An AV Referendum Could be a Political Minefield

This morning on PoliticalBetting.com, Mike Smithson speculated that the proposed measures to scrap free milk for under-5’s would be “saved” by the Liberal Democrats to try and retrieve a few points in the polls. Doing so would balance-out the fortunes of the coalition parties a little, especially given the Lib Dem’s plummeting poll numbers. My initial reaction to this was that it turned a political disaster into a crafty, if slightly dangerous piece of political manoeuvring.

Then Number 10 rejected the idea.

This will almost certainly become a non-story today, although it is still the middle of the day, so with my track record on predictions it might well have escalated to international incident by the 10 o’clock news. Either way, the fact that political bloggers are speculating on Lib Dem attempts to pick up a few points in the polls does raise the question as to what sort of a reaction the 12 point polls are getting from the coalition.

Nick Robinson’s excellent “Five Days that Changed Britain” programme (which is on iPlayer until Tuesday if you missed it) highlighted the importance of voting reform for the Liberal Democrats a coalition deal, and how negotiations with Labour forced Cameron to offer a referendum.

The problem for the Liberal Democrats is that this means to a great extent this term will be judged by the referendum. Even though the Alternative Vote system isn’t the full Proportional Representation they want, a “No” vote would do some serious damage to the Lib Dems. At the same time, a “Yes” vote would probably give them a huge boost, but wouldn’t be the full measure they want.

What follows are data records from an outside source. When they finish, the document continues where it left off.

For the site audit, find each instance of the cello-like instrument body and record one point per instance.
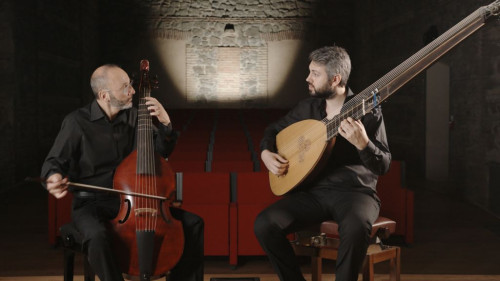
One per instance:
(147, 241)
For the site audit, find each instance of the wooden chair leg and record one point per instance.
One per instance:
(89, 274)
(395, 266)
(69, 262)
(368, 272)
(316, 268)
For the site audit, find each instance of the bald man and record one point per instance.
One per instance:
(92, 142)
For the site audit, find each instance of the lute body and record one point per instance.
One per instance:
(306, 144)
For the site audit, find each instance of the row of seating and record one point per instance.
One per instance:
(224, 140)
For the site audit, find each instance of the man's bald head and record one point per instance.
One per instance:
(100, 78)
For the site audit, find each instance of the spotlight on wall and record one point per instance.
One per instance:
(229, 28)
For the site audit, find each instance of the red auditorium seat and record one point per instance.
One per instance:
(397, 200)
(232, 166)
(188, 166)
(58, 215)
(207, 195)
(253, 194)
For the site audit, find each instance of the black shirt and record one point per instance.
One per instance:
(347, 167)
(89, 146)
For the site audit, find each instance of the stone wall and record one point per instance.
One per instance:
(391, 31)
(233, 33)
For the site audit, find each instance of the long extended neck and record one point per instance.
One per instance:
(377, 92)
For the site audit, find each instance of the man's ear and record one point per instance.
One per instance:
(335, 80)
(103, 95)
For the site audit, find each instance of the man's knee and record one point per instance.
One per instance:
(355, 231)
(263, 225)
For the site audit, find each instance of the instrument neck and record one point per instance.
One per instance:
(371, 97)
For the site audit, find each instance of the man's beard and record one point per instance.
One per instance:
(322, 93)
(114, 102)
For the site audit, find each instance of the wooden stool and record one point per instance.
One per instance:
(72, 243)
(325, 246)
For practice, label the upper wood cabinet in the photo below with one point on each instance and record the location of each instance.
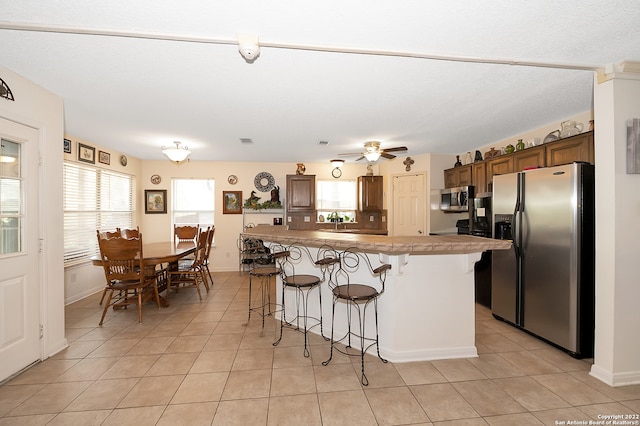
(575, 148)
(564, 151)
(479, 170)
(370, 193)
(458, 176)
(301, 193)
(531, 157)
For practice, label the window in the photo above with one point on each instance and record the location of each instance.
(10, 198)
(93, 199)
(337, 198)
(193, 202)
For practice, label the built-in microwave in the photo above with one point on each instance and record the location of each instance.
(456, 199)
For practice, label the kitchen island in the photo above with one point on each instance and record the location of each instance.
(427, 311)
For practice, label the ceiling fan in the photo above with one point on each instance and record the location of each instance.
(372, 152)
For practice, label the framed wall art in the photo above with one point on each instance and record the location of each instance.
(155, 201)
(86, 153)
(104, 157)
(231, 202)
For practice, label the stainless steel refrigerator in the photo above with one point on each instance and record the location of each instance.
(545, 284)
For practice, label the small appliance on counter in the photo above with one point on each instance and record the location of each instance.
(456, 199)
(480, 214)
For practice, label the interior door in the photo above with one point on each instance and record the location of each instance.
(19, 248)
(408, 205)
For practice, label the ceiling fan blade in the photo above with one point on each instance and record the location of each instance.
(396, 149)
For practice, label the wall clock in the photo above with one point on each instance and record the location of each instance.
(264, 182)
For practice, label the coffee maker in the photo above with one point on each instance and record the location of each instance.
(480, 215)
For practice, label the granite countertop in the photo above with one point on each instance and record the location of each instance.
(436, 244)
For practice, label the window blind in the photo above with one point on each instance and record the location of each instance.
(94, 199)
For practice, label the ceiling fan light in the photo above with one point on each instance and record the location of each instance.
(372, 156)
(176, 154)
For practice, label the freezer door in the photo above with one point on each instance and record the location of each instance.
(504, 279)
(550, 253)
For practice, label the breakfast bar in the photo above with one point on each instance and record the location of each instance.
(427, 311)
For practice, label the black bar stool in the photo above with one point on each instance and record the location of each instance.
(263, 269)
(303, 284)
(356, 297)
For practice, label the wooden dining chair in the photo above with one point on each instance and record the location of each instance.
(130, 233)
(122, 260)
(207, 253)
(185, 233)
(190, 274)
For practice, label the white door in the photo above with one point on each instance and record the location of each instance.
(408, 205)
(19, 248)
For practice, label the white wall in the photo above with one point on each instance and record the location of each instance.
(42, 110)
(617, 347)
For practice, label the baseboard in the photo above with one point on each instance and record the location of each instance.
(615, 379)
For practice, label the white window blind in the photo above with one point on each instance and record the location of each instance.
(93, 199)
(193, 202)
(336, 196)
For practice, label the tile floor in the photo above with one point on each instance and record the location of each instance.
(199, 363)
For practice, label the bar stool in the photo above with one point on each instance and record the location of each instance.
(264, 273)
(302, 284)
(356, 297)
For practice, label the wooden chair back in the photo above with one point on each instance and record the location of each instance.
(185, 233)
(130, 233)
(122, 259)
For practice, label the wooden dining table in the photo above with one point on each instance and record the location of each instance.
(159, 253)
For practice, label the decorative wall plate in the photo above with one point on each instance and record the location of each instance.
(264, 182)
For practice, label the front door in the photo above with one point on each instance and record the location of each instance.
(408, 205)
(19, 248)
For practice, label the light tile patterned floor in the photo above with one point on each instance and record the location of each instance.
(201, 364)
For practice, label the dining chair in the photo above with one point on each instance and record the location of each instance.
(191, 274)
(130, 233)
(123, 264)
(185, 233)
(207, 253)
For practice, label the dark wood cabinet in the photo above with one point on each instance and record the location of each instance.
(479, 170)
(301, 193)
(370, 193)
(563, 151)
(575, 148)
(528, 158)
(458, 176)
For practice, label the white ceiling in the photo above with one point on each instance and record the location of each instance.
(174, 71)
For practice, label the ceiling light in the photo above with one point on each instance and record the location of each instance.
(249, 47)
(372, 156)
(176, 154)
(336, 164)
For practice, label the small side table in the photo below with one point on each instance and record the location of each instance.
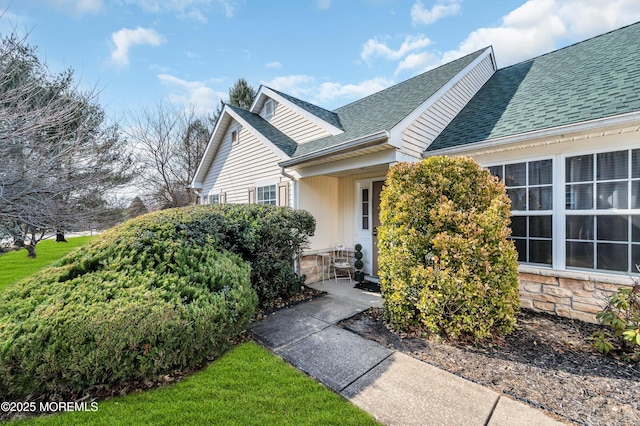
(323, 256)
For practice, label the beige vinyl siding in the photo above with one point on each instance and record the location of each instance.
(421, 133)
(332, 201)
(295, 125)
(236, 168)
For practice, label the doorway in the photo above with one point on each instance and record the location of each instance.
(376, 190)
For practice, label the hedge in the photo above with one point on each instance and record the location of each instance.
(446, 264)
(125, 309)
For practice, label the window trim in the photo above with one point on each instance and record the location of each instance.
(273, 188)
(268, 114)
(211, 196)
(559, 211)
(527, 212)
(595, 211)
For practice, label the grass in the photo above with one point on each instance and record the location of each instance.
(246, 386)
(16, 265)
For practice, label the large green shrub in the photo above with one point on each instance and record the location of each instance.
(446, 265)
(622, 318)
(138, 302)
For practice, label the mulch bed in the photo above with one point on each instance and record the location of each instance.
(547, 362)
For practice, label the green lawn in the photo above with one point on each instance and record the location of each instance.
(247, 386)
(16, 265)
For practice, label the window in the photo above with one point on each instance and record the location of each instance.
(266, 195)
(601, 192)
(530, 188)
(365, 208)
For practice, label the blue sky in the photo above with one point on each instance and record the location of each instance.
(329, 52)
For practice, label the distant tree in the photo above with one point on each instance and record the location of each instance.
(136, 208)
(58, 157)
(170, 143)
(241, 94)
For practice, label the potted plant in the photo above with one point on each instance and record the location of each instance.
(358, 264)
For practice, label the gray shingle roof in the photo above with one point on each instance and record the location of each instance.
(279, 139)
(593, 79)
(383, 110)
(326, 115)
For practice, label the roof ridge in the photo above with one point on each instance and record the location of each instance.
(569, 46)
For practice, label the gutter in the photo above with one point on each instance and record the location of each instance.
(363, 142)
(559, 131)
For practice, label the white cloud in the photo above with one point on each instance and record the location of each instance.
(540, 26)
(196, 94)
(192, 9)
(420, 15)
(77, 7)
(126, 38)
(415, 60)
(328, 94)
(323, 4)
(376, 48)
(331, 92)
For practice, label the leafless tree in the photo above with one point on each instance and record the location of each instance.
(58, 157)
(170, 142)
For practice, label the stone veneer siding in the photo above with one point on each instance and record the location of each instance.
(311, 266)
(567, 294)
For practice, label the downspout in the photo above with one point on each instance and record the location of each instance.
(296, 260)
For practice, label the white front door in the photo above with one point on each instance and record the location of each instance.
(367, 219)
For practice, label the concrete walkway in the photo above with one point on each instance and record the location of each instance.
(395, 388)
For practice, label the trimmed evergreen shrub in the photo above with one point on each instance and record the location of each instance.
(446, 265)
(136, 303)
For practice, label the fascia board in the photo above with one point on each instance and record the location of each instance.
(350, 145)
(210, 150)
(396, 131)
(280, 153)
(329, 128)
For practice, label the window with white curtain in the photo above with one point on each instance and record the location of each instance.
(530, 189)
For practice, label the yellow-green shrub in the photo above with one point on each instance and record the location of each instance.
(446, 265)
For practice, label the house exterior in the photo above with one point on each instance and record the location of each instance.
(561, 130)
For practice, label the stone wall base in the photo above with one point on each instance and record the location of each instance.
(566, 294)
(572, 295)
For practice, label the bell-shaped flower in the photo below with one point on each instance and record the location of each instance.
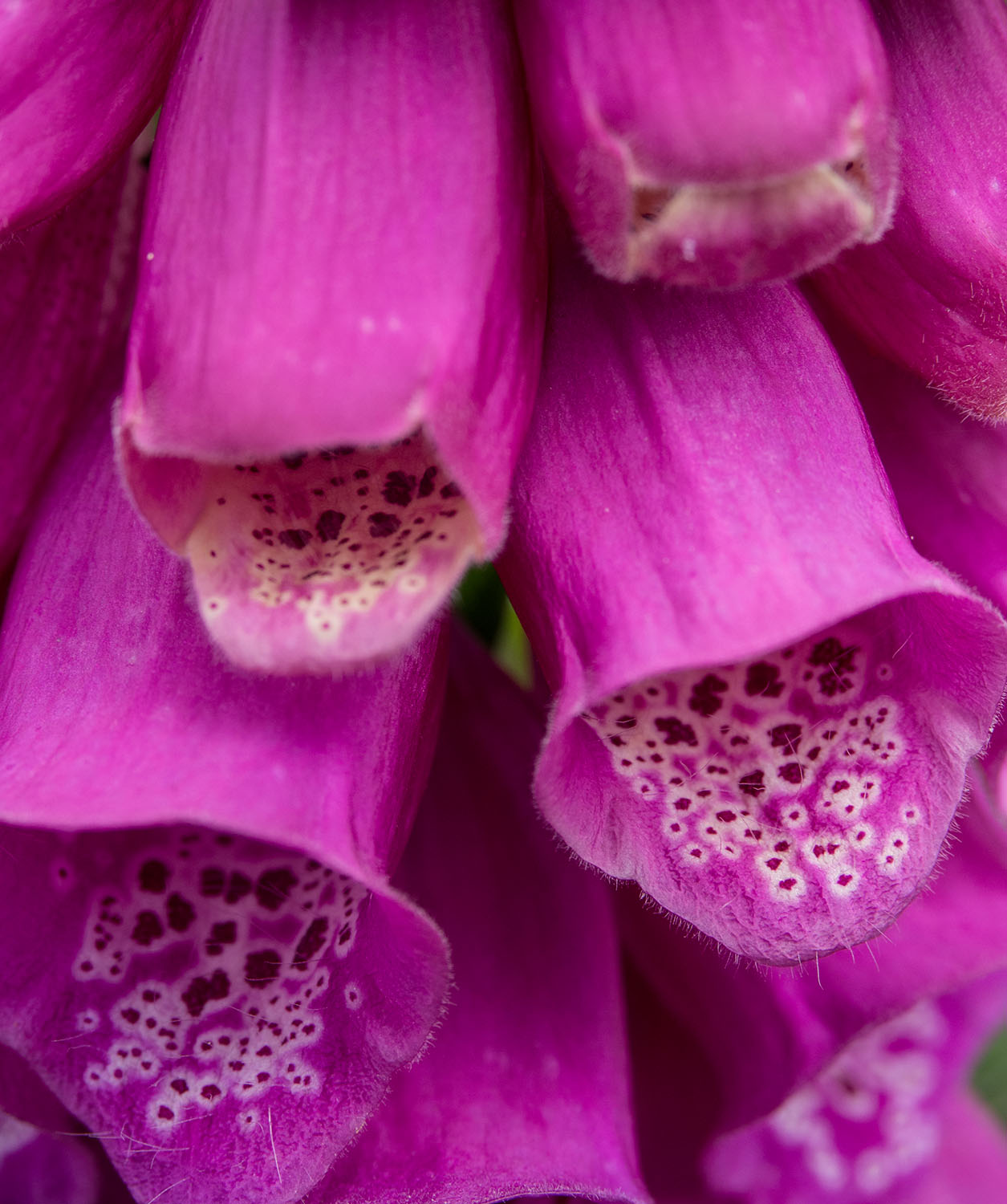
(765, 698)
(216, 975)
(713, 144)
(65, 291)
(53, 1168)
(766, 1033)
(948, 474)
(337, 332)
(81, 79)
(525, 1090)
(932, 294)
(881, 1119)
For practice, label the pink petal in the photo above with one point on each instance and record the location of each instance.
(713, 144)
(81, 79)
(342, 259)
(932, 295)
(225, 996)
(765, 698)
(525, 1090)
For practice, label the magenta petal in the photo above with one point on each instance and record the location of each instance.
(713, 144)
(765, 698)
(79, 82)
(245, 967)
(339, 315)
(870, 1126)
(45, 1168)
(768, 1033)
(64, 307)
(525, 1090)
(932, 294)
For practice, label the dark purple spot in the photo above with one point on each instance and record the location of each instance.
(399, 488)
(330, 524)
(153, 877)
(295, 539)
(180, 912)
(752, 784)
(224, 932)
(705, 698)
(787, 737)
(238, 888)
(147, 929)
(201, 990)
(761, 681)
(383, 525)
(262, 967)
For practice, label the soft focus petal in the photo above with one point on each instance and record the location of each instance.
(45, 1168)
(65, 291)
(768, 1033)
(81, 79)
(713, 144)
(765, 698)
(224, 997)
(525, 1090)
(870, 1126)
(343, 250)
(932, 294)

On top of all this, there are still a few splits amongst the party. There are some rows to sort out, and it has been made clear that some would have preferred a coalition with Labour rather than the Conservatives.

What might be interesting is if the Lib Dems find a way to inoculate themselves against a “No” vote by arguing “we didn’t really want it anyway – we really wanted PR”. Any split might prove useful in this, with further left MPs being able to speak out. The only thing left open with this theory, is what happens to those who made the coalition, and in particular Nick Clegg.

This is all speculation, and depends heavily on not only the referendum, but the intervening time as well. Still, the prospect of a referendum on changing the electoral system will have significant consequences before the next general election.